Association between contaminant tissue residues and effects in aquatic organisms.

Associations between tissue residues and toxicity to aquatic organisms were examined to evaluate the applicability of the critical body residue (CBR) approach across different chemical classes. Chemical classes and mode of action categories evaluated included narcotics (polar and nonpolar), excitatory agents, AChE inhibitors, reactives/irritants, CNS seizure agents, aryl hydrocarbon (Ah) receptor agonists, and inorganic metals and organometals. This evaluation indicated that empirical data do not support broad application of the CBR concept across chemical classes. This conclusion is particularly important for polar and nonpolar narcotics because the CBR concept was specifically developed for these chemical classes. The variability observed in tissue residues between chemicals within a given mode-of-action class appears to be generally of the same order of magnitude as the variability of aqueous measures of toxicity such as LC50 values (Table 3; Fig. 10). This observation suggests that either (a) the reported tissue residues were dependent on the aqueous dosing regime; (b) the tissue measurements do not accurately reflect the internal dose at target organs with substantially greater precision than water exposure measurements; or (c) many of the same sources of variability associated with aqueous exposures, such as chemical structure, individual species sensitivity, biotransformation processes, and lipid content, also apply to tissue-based measures of exposure.

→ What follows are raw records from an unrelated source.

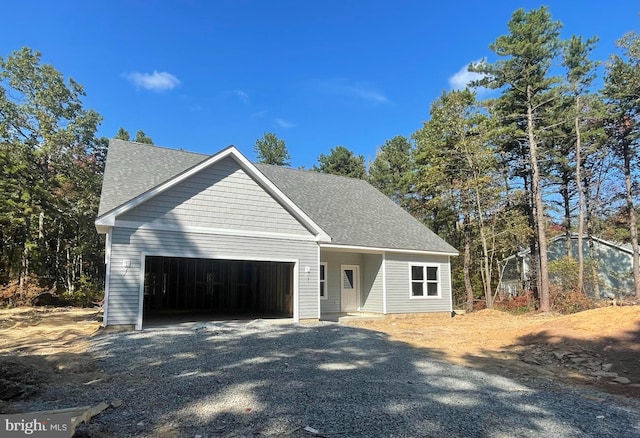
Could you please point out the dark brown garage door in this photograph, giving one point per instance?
(176, 285)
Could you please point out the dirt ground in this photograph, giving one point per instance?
(600, 347)
(40, 346)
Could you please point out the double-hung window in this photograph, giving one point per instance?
(425, 281)
(323, 281)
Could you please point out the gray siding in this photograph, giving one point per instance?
(371, 293)
(221, 196)
(398, 285)
(334, 259)
(129, 244)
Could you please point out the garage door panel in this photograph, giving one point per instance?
(193, 285)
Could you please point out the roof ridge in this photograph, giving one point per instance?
(167, 148)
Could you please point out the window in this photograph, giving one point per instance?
(323, 281)
(425, 281)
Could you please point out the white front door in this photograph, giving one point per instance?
(350, 287)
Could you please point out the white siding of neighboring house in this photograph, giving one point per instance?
(221, 196)
(398, 284)
(131, 244)
(614, 265)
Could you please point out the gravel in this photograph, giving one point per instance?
(259, 379)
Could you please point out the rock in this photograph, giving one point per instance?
(604, 374)
(622, 380)
(560, 354)
(530, 360)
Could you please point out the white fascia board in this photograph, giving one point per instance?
(211, 230)
(377, 250)
(108, 219)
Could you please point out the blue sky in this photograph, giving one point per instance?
(201, 75)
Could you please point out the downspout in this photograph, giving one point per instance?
(384, 283)
(107, 260)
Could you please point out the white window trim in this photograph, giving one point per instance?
(425, 282)
(326, 273)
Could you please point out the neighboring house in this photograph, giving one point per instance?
(218, 234)
(613, 263)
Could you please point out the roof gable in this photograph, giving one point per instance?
(340, 210)
(353, 212)
(108, 217)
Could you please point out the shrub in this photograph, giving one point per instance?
(518, 304)
(12, 295)
(569, 301)
(86, 293)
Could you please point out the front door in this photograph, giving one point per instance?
(350, 281)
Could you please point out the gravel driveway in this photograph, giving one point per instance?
(254, 379)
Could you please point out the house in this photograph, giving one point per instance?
(613, 263)
(218, 234)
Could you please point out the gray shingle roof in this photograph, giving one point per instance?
(353, 212)
(349, 210)
(134, 168)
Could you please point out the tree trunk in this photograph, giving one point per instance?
(467, 266)
(633, 222)
(543, 273)
(564, 192)
(580, 285)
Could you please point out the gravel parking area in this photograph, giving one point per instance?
(253, 379)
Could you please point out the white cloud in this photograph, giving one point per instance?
(360, 90)
(285, 123)
(463, 77)
(242, 95)
(156, 81)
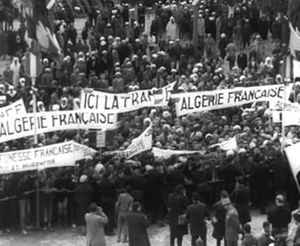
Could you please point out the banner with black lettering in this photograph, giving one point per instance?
(125, 102)
(191, 102)
(56, 155)
(14, 109)
(137, 146)
(23, 125)
(167, 153)
(290, 119)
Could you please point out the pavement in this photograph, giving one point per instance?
(159, 236)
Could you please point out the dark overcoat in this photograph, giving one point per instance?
(137, 229)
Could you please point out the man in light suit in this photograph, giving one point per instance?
(232, 224)
(95, 221)
(196, 215)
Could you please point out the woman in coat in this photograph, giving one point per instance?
(218, 219)
(95, 221)
(15, 67)
(84, 197)
(241, 198)
(177, 204)
(171, 29)
(137, 226)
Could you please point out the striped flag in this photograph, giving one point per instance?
(294, 43)
(39, 30)
(50, 4)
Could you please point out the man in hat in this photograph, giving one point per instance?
(123, 206)
(280, 216)
(137, 226)
(196, 215)
(265, 238)
(95, 220)
(218, 218)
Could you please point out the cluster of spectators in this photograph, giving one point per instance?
(113, 53)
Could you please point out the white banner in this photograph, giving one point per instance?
(167, 153)
(289, 106)
(23, 126)
(14, 109)
(291, 118)
(292, 153)
(125, 102)
(137, 146)
(229, 144)
(56, 155)
(191, 102)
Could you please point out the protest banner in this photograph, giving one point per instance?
(137, 146)
(167, 153)
(56, 155)
(292, 153)
(16, 108)
(23, 126)
(125, 102)
(291, 118)
(229, 144)
(210, 100)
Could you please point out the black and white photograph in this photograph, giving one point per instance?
(150, 122)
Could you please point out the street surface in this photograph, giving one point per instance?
(159, 236)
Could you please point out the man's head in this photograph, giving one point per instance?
(266, 227)
(136, 206)
(279, 200)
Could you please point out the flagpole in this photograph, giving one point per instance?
(35, 144)
(286, 81)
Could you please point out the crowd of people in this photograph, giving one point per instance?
(237, 46)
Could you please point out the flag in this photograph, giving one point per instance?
(292, 153)
(38, 29)
(294, 43)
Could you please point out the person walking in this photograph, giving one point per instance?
(137, 226)
(95, 221)
(231, 53)
(265, 238)
(177, 204)
(84, 197)
(279, 217)
(196, 216)
(232, 223)
(218, 218)
(123, 206)
(241, 199)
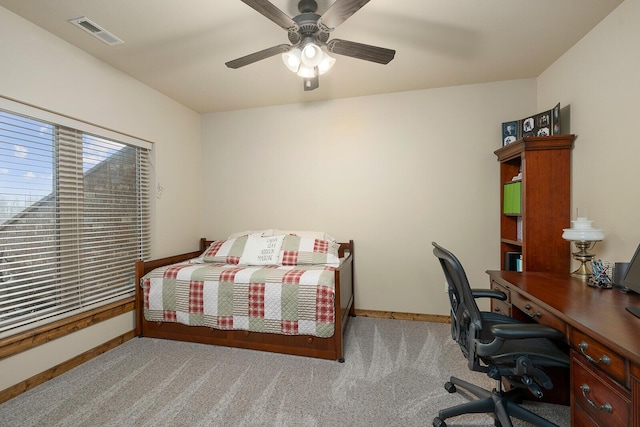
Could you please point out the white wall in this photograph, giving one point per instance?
(598, 78)
(392, 172)
(42, 70)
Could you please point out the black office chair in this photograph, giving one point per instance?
(499, 346)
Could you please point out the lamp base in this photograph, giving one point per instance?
(585, 271)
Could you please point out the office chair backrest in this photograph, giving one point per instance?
(466, 320)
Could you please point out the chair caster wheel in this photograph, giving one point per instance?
(439, 422)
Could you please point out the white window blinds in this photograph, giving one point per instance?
(74, 216)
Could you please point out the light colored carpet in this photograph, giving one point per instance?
(393, 376)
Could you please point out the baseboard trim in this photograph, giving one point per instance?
(434, 318)
(63, 367)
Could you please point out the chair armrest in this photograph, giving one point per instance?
(508, 332)
(525, 330)
(489, 293)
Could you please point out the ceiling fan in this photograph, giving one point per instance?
(308, 32)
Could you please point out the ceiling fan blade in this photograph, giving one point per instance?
(339, 12)
(367, 52)
(258, 56)
(269, 10)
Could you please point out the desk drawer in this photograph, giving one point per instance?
(537, 313)
(498, 306)
(596, 354)
(606, 402)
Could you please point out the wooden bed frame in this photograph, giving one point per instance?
(302, 345)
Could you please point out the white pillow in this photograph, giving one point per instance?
(267, 232)
(262, 250)
(320, 235)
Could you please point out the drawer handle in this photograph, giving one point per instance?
(537, 314)
(606, 407)
(604, 358)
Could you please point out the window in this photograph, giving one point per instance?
(74, 215)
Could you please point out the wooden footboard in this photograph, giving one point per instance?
(301, 345)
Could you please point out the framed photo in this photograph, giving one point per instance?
(543, 124)
(555, 120)
(509, 132)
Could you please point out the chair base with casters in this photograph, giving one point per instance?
(499, 402)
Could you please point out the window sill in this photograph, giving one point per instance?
(23, 341)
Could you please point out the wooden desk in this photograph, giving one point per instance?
(604, 340)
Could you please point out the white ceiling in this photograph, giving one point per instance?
(180, 47)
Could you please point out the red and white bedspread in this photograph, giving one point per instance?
(289, 300)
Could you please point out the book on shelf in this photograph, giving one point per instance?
(512, 198)
(513, 261)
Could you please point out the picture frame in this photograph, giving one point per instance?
(509, 132)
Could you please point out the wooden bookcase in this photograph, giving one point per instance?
(545, 163)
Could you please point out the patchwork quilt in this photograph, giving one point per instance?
(280, 299)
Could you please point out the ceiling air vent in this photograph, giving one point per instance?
(96, 30)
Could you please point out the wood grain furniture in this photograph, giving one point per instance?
(545, 167)
(602, 337)
(301, 345)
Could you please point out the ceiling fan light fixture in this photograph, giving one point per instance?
(311, 55)
(292, 60)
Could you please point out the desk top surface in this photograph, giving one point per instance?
(599, 313)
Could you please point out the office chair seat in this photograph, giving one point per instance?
(502, 347)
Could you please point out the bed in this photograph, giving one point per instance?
(173, 317)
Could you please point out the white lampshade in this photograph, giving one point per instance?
(292, 59)
(311, 55)
(581, 230)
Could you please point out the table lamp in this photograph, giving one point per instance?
(585, 237)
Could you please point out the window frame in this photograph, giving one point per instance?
(80, 316)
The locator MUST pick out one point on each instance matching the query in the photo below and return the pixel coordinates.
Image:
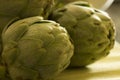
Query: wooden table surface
(107, 68)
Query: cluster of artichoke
(41, 38)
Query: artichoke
(35, 49)
(92, 32)
(10, 9)
(60, 3)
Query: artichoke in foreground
(36, 49)
(91, 30)
(10, 9)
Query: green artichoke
(36, 49)
(10, 9)
(92, 32)
(60, 3)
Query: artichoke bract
(10, 9)
(25, 8)
(61, 3)
(92, 32)
(36, 49)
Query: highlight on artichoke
(91, 30)
(35, 49)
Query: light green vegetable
(92, 31)
(10, 9)
(36, 49)
(61, 3)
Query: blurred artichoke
(36, 49)
(92, 31)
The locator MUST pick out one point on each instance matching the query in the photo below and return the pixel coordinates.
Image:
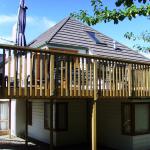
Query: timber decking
(35, 73)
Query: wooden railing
(34, 73)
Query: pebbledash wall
(108, 125)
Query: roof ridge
(65, 19)
(58, 29)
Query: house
(119, 74)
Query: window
(60, 116)
(135, 118)
(29, 113)
(93, 36)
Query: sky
(43, 14)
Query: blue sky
(43, 14)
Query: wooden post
(36, 74)
(51, 125)
(46, 68)
(3, 77)
(26, 125)
(15, 77)
(130, 79)
(9, 70)
(62, 85)
(51, 75)
(31, 65)
(25, 75)
(82, 76)
(94, 139)
(10, 118)
(20, 74)
(41, 74)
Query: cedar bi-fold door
(4, 118)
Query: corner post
(10, 118)
(94, 137)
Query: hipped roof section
(71, 32)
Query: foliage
(124, 9)
(144, 36)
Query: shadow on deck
(16, 143)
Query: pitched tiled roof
(72, 32)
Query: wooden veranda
(29, 73)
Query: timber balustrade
(34, 73)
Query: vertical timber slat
(94, 139)
(51, 75)
(9, 70)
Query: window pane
(127, 118)
(141, 117)
(47, 115)
(62, 116)
(4, 115)
(29, 113)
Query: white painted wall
(18, 117)
(76, 133)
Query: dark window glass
(29, 113)
(60, 116)
(135, 118)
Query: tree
(143, 36)
(124, 9)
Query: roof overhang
(67, 47)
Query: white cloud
(5, 19)
(48, 23)
(34, 26)
(6, 40)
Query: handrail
(54, 73)
(29, 49)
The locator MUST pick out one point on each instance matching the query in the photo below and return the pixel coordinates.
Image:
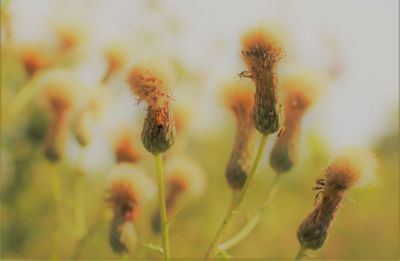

An additional source of uncertainty of CBRs is whether a chemical has been correctly assigned to a mode of action category. [figure: see text] The CBR approach outlined by McCarty (1986, 1987) and McCarty et al. (1993) underlines an important concept in aquatic toxicology, i.e., that internal chemical dose is the true measure of toxicity for many chemicals rather than imputed dose based on aqueous exposure. Nevertheless, without more refined and accurate examination of that actual internal dose and without additional consideration of differences in sensitivity between species, differences in toxic potency between chemicals, and differences in toxicity of environmentally modified or biotransformed compounds, the CBR approach may not offer practical advantages over conventional media-based exposure assessment.